Né à Rennes, François Chaignaud étudie la danse depuis l’âge de 6 ans. Il est diplômé en 2003 du Conservatoire National Supérieur de Danse de Paris et collabore ensuite auprès de plusieurs chorégraphes, notamment Boris Charmatz, Emmanuelle Huynh, Alain Buffard et Gilles Jobin. Depuis He’s One that Goes to Sea for Nothing but to Make him sick (2004) jusqu’à Думи мої (2013), il crée des performances dans lesquelles s’articulent danses et chants, dans les lieux les plus divers à la croisée de différentes inspirations. S’y dessinent la possibilité d’un corps tendu entre l’exigence sensuelle du mouvement et la puissance d’évocation du chant, et la convergence de références historiques hétérogènes – de la littérature érotique (Aussi Bien Que Ton Cœur Ouvre Moi Les Genoux, 2008) aux arts sacrés.
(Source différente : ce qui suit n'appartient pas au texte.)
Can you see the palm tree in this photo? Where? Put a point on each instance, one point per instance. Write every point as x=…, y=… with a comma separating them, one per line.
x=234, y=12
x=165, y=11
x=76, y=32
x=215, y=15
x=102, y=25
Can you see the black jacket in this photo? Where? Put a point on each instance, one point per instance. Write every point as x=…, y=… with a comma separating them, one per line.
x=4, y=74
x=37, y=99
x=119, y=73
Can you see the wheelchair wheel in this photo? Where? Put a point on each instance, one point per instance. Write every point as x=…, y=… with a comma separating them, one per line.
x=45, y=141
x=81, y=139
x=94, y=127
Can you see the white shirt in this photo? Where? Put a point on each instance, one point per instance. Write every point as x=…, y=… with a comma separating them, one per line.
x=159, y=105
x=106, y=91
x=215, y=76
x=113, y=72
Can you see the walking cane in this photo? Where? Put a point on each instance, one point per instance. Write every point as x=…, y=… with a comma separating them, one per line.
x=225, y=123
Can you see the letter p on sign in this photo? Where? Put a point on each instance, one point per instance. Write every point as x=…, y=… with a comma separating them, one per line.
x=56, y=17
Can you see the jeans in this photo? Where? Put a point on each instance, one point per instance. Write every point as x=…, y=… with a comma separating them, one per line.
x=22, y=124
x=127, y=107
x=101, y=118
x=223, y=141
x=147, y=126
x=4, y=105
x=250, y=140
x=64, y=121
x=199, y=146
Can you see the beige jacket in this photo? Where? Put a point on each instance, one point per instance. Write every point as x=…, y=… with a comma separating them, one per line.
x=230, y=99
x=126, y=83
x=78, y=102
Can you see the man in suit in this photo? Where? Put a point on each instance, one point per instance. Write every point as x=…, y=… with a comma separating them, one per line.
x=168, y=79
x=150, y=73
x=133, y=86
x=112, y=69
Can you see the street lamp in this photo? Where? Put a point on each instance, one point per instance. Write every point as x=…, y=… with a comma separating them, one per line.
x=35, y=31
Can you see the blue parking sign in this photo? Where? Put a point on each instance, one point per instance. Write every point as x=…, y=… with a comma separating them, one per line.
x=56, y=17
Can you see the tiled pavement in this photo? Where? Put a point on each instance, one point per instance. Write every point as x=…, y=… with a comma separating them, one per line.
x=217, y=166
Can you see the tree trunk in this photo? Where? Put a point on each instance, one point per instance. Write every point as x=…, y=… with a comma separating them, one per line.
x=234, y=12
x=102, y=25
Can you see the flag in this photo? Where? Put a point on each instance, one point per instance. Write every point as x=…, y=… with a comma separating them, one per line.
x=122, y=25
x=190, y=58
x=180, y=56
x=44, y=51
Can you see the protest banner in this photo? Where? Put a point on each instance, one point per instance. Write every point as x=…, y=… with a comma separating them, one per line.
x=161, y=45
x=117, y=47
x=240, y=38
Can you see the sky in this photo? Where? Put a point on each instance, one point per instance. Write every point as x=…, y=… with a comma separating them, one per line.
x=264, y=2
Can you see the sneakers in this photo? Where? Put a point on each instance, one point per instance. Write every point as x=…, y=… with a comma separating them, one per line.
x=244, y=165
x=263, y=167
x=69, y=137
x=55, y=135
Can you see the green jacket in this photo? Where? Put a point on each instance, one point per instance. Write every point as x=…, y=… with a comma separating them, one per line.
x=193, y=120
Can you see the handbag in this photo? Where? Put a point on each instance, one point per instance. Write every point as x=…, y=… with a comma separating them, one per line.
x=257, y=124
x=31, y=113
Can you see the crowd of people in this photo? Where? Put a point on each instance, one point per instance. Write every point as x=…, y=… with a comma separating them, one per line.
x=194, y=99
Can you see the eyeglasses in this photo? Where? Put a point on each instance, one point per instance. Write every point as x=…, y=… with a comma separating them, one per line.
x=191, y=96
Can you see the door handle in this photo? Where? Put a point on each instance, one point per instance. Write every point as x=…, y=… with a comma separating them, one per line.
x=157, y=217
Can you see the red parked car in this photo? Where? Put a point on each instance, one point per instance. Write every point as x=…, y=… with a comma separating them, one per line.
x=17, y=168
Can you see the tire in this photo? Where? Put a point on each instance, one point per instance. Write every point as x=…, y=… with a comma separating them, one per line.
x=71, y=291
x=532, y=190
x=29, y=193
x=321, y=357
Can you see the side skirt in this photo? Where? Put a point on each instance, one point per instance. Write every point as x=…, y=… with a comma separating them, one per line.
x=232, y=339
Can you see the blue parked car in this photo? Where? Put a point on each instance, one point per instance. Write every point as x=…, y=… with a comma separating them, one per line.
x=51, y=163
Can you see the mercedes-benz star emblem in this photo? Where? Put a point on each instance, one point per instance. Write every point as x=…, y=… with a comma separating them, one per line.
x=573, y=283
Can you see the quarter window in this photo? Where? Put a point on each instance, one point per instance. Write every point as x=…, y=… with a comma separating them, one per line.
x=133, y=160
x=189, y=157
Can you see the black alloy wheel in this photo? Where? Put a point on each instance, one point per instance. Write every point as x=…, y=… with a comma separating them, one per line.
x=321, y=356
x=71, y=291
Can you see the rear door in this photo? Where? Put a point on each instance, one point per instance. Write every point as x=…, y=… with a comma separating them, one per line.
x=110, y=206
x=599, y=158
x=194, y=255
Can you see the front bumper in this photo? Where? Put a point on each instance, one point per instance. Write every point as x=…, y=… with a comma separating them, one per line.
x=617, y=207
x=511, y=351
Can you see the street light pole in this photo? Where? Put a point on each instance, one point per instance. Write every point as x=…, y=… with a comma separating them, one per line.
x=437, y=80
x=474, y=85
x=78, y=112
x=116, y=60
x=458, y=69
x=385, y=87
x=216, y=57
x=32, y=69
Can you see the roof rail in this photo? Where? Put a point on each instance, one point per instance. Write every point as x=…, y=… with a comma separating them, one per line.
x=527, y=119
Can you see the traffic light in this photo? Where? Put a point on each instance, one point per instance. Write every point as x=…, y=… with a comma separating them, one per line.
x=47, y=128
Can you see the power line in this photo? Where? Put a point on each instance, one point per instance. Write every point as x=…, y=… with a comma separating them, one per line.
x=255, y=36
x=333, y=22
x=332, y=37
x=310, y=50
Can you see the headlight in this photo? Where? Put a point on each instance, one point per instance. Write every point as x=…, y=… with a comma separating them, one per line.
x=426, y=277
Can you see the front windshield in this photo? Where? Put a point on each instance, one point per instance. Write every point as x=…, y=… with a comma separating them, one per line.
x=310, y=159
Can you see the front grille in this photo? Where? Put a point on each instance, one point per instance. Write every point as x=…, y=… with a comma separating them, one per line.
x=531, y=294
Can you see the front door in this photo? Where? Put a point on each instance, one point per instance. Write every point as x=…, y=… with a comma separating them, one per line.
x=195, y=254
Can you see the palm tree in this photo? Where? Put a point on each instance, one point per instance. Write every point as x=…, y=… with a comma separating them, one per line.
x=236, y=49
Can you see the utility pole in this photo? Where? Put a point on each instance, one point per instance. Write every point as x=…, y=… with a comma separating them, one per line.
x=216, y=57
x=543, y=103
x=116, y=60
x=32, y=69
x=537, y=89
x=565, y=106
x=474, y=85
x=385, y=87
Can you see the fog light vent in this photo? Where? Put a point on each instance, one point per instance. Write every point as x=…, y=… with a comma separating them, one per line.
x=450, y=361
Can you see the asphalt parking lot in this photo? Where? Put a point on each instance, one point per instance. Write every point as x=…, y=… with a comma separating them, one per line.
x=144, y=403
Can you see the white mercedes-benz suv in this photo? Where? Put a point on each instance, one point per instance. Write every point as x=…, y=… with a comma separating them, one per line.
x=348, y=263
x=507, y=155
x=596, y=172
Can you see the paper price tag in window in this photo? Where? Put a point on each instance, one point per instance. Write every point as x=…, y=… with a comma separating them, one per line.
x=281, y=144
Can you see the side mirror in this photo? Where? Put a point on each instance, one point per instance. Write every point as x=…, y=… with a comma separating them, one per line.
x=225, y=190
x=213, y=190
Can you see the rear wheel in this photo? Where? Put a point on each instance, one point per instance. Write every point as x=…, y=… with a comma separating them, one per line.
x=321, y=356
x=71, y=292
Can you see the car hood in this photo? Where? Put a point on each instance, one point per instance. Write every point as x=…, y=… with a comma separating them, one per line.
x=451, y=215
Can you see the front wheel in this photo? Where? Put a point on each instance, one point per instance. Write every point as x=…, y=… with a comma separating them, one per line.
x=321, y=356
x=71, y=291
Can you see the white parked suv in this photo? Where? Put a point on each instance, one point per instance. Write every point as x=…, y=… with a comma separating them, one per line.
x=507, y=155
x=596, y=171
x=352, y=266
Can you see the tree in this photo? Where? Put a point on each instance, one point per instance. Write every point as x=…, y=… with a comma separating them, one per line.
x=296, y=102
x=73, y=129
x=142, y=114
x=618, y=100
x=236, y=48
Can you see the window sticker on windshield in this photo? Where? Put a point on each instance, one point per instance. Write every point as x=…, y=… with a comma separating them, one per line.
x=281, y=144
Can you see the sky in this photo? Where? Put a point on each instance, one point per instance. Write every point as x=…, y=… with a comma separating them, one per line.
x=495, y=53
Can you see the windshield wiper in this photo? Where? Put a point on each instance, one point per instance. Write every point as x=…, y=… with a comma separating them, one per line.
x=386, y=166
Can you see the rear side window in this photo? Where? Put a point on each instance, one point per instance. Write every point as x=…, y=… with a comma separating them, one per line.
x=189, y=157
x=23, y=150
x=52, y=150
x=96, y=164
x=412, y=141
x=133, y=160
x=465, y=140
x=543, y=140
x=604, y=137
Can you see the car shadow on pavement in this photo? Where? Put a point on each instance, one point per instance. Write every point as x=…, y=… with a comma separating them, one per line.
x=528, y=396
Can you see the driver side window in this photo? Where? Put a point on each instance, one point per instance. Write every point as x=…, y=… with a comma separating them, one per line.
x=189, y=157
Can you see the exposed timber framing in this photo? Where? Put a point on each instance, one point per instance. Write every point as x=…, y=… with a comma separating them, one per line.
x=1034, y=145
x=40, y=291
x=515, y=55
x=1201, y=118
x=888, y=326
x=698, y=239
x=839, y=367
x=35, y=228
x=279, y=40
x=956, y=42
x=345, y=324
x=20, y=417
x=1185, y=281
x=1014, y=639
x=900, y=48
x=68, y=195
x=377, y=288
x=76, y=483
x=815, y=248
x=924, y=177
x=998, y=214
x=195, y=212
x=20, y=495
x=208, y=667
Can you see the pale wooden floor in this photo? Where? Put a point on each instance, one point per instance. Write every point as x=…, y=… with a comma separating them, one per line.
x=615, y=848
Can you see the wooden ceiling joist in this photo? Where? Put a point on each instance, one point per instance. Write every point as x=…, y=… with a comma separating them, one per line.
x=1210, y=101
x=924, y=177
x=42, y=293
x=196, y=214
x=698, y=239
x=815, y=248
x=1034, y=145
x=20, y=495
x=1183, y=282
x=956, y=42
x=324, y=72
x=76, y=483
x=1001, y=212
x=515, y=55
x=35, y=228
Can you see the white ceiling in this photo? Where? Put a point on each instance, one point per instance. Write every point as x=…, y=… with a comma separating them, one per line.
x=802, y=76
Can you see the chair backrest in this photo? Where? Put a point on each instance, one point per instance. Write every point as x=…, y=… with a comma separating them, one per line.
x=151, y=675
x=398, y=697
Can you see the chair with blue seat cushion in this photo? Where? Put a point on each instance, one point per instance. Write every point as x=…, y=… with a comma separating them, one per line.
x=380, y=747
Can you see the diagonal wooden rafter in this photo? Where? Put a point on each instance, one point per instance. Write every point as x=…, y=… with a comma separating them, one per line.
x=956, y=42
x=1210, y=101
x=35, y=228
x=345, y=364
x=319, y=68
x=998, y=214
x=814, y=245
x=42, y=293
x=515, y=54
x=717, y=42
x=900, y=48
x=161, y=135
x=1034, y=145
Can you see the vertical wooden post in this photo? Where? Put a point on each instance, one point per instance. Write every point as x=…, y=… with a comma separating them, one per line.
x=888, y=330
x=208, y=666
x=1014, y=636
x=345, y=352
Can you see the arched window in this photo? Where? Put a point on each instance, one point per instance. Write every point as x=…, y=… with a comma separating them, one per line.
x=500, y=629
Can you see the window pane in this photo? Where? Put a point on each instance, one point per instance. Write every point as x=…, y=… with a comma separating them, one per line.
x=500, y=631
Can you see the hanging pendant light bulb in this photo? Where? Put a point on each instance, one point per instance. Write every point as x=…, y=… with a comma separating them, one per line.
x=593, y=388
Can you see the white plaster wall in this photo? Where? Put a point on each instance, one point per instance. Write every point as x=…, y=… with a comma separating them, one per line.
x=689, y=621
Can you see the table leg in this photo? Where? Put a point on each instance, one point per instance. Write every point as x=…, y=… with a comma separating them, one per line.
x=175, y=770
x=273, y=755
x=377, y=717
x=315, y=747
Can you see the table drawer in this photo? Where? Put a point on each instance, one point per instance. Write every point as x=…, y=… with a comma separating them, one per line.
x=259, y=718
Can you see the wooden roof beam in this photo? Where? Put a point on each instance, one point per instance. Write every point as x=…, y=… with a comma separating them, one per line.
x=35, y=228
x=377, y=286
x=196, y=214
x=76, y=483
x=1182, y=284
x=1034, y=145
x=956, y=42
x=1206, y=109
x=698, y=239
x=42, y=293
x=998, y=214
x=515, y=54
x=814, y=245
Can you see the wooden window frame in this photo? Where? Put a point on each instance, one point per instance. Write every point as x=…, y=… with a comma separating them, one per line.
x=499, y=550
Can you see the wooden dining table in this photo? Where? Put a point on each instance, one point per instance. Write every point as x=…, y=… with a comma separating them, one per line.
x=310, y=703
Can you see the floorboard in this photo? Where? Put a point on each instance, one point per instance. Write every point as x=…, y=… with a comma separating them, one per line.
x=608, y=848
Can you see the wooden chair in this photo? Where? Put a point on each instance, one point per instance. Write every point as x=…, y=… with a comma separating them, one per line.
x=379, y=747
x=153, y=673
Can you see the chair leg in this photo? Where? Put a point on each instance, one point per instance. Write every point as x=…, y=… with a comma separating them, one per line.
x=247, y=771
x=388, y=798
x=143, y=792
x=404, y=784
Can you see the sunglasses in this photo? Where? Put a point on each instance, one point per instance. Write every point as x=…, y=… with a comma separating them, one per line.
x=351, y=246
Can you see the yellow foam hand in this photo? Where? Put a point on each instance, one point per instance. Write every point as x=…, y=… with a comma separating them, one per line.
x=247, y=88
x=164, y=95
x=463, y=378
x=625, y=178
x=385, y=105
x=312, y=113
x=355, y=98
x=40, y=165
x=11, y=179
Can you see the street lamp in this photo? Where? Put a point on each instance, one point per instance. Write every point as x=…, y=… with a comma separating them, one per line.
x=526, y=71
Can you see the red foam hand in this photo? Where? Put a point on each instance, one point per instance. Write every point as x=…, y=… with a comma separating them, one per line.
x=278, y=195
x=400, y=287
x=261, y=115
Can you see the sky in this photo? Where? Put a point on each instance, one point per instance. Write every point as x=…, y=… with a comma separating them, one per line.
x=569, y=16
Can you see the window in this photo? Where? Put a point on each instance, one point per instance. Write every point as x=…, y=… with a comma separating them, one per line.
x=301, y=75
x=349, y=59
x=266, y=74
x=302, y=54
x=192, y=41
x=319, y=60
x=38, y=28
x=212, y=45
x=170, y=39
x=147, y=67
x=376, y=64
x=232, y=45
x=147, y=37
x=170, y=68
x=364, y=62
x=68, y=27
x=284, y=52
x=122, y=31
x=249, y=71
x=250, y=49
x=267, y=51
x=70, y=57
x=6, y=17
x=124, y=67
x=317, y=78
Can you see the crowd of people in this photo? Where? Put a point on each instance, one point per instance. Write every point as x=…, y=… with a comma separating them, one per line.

Ses terrains de recherche s’étendent des précurseurs de la modernité chorégraphique du début du XXème siècle (François Malkovsky, Isadora Duncan) aux avant-gardes actuelles, et des techniques et symboliques du ballet classique aux danses urbaines et non scéniques. Également historien, il a publié aux PUR L’Affaire Berger-Levrault : le féminisme à l’épreuve (1898-1905). Cette curiosité historique le conduit à initier des collaborations diverses, notamment avec la légendaire drag queen Rumi Missabu des Cockettes, le cabarettiste Jérôme Marin (Sous l’ombrelle, en 2011, qui ravive des mélodies oubliées du début du XXème siècle), l’artiste Marie Caroline Hominal (Duchesses, 2009), les couturiers Romain Brau et Charlie Le Mindu, le plasticien Théo Mercier (Radio Vinci Park, 2016), le musicien Nosfell (Icônes, 2016), le photographe Donatien Veismann ou encore le vidéaste César Vayssié. En 2017 il collabore à de nombreux projets, notamment avec l’artiste Brice Dellsperger pour Body Double 35, ou la réouverture du cabaret Madame Arthur. À l’occasion de La Bâtie – Festival de Genève 2017 François Chaignaud crée en collaboration avec l’artiste Nino Laisné Romances inciertos, un autre Orlando, spectacle réunissant quatre instrumentistes autour des motifs de l’ambiguïté de genre dans le répertoire chorégraphique et vocal ibérique. Il poursuit actuellement une recherche sur le chant chrétien antique, plus particulièrement autour du répertoire d’Hildegarde de Bingen en collaboration avec Marie-Pierre Brébant. Il créera également en mai 2018 une pièce pour le Ballet Carte Blanche (Norvège) en collaboration avec le couturier Romain Brau.

Musicienne de formation classique, Marie-Pierre Brébant est une claveciniste iconoclaste, mettant les répertoires baroques ou contemporains à l’épreuve du corps et de la scène. Collaborant depuis 2004 avec le metteur en scène Xavier Boussiron, elle a présenté Harpsichord Parade, reprise des Doors pour voix et clavecin, ou encore Microkosmos de Bartók pour clavecin et guitare électrique.